Biodiversity is fundamental to food security, clean water, climate stability, and livelihoods, making it critical to sustainable development and poverty alleviation. However, it is declining at alarming rates. A major UN report (IPBES 2019) warns that one million species face extinction, with current extinction rates over 1,000 times the natural baseline. The Living Planet Index shows a 69% drop in vertebrate populations since 1970. Despite global commitments like the Kunming-Montreal Global Biodiversity Framework (GBF) and the “30x30” goal to protect 30% of land and ocean areas by 2030, integrating biodiversity into development sectors, especially infrastructure, remains a challenge, mainly due to the lack of actionable biodiversity data. In this blog, we explore how new data-driven approaches can help integrate biodiversity considerations into road corridor planning, offering practical solutions to align infrastructure development with conservation goals.
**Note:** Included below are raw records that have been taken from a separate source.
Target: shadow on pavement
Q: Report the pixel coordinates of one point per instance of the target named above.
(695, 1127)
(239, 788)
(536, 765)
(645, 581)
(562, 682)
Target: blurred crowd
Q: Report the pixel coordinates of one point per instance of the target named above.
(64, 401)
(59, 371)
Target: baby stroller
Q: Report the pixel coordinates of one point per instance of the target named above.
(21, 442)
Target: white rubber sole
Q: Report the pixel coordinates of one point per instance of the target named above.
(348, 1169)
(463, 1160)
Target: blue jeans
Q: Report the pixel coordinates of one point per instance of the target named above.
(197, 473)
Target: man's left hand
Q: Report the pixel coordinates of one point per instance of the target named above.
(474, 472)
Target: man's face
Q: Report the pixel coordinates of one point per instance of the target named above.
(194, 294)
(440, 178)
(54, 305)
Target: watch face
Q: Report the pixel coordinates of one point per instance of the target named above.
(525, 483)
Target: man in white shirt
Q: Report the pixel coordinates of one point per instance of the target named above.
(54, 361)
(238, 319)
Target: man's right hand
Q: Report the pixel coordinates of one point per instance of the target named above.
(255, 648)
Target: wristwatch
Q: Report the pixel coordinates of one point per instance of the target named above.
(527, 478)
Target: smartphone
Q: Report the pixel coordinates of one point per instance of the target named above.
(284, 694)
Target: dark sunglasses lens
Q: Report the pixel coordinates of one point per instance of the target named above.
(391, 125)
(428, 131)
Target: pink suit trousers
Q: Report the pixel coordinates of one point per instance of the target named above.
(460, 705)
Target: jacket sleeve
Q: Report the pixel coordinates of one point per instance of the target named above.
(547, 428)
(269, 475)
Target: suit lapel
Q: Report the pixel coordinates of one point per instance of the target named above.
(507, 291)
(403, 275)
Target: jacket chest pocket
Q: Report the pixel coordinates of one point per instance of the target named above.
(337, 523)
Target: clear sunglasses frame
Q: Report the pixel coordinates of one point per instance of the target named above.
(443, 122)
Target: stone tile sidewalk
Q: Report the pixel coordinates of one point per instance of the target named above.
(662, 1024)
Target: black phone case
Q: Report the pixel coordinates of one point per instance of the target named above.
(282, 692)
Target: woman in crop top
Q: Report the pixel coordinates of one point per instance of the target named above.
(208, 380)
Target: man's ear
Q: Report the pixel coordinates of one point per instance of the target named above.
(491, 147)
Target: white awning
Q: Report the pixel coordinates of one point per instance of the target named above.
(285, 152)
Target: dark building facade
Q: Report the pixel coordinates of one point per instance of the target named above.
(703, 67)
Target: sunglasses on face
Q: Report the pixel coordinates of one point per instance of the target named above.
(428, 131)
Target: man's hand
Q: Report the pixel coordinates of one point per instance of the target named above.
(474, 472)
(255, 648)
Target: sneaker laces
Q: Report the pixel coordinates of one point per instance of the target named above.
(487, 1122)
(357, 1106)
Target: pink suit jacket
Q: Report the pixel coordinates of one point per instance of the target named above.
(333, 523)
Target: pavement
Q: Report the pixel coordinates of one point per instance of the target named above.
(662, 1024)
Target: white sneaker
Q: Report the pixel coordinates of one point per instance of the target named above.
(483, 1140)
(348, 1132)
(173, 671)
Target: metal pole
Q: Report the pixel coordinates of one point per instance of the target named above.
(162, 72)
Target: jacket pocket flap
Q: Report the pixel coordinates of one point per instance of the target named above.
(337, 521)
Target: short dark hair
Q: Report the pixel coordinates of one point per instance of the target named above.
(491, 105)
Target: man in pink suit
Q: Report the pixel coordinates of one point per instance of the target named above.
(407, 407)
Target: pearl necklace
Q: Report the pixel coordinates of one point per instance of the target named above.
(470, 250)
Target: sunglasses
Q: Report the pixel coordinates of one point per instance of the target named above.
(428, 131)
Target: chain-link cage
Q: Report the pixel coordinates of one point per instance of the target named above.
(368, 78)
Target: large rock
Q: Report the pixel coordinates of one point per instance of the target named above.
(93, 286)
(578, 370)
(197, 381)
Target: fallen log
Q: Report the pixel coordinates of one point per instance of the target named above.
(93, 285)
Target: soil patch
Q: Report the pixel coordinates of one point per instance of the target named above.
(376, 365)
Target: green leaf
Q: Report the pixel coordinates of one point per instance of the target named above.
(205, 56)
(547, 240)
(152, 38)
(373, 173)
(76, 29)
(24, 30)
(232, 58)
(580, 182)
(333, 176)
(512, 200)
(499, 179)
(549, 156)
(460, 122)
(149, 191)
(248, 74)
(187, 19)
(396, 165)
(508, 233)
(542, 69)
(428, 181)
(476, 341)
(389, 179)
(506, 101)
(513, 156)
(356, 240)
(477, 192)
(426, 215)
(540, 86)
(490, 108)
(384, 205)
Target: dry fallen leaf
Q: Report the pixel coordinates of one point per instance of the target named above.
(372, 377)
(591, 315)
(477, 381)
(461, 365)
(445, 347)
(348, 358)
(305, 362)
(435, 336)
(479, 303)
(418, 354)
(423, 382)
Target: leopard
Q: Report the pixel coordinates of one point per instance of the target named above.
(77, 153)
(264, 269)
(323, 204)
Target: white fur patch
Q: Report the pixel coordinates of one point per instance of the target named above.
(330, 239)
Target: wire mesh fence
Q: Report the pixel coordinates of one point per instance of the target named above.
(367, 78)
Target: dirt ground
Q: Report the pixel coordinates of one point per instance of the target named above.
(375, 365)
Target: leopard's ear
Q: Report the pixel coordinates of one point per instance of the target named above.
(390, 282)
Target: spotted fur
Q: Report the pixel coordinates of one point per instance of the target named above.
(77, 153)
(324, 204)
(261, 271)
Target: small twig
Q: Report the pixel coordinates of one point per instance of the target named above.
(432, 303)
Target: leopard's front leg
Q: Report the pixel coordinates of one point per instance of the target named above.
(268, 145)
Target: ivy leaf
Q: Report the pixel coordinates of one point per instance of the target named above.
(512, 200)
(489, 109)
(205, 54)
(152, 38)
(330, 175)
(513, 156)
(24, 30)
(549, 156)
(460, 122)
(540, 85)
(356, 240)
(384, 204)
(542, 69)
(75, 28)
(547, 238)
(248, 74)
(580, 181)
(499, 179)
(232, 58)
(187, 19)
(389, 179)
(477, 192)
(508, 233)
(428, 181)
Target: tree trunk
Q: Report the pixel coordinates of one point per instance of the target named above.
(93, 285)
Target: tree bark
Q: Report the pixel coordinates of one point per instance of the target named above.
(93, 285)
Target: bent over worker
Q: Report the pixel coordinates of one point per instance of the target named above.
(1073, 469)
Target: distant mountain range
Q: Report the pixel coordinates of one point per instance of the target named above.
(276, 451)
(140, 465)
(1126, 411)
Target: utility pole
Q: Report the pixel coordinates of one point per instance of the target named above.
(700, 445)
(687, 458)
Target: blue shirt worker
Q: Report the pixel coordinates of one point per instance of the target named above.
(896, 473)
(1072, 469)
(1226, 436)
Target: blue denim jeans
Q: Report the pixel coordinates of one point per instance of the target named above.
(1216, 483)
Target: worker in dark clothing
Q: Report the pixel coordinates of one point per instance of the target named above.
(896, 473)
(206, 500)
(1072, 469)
Data for Biodiversity-Smart Roads
To address the lack of actionable biodiversity data, the World Bank has developed a Global Species Database that compiles over 600,000 georeferenced species observations from the Global Biodiversity Information Facility (GBIF), processed using machine learning and rigorous quality control. Unlike traditional maps that focus mainly on vertebrates, this database includes plants, invertebrates, fungi, and other species, providing a more comprehensive picture of biodiversity.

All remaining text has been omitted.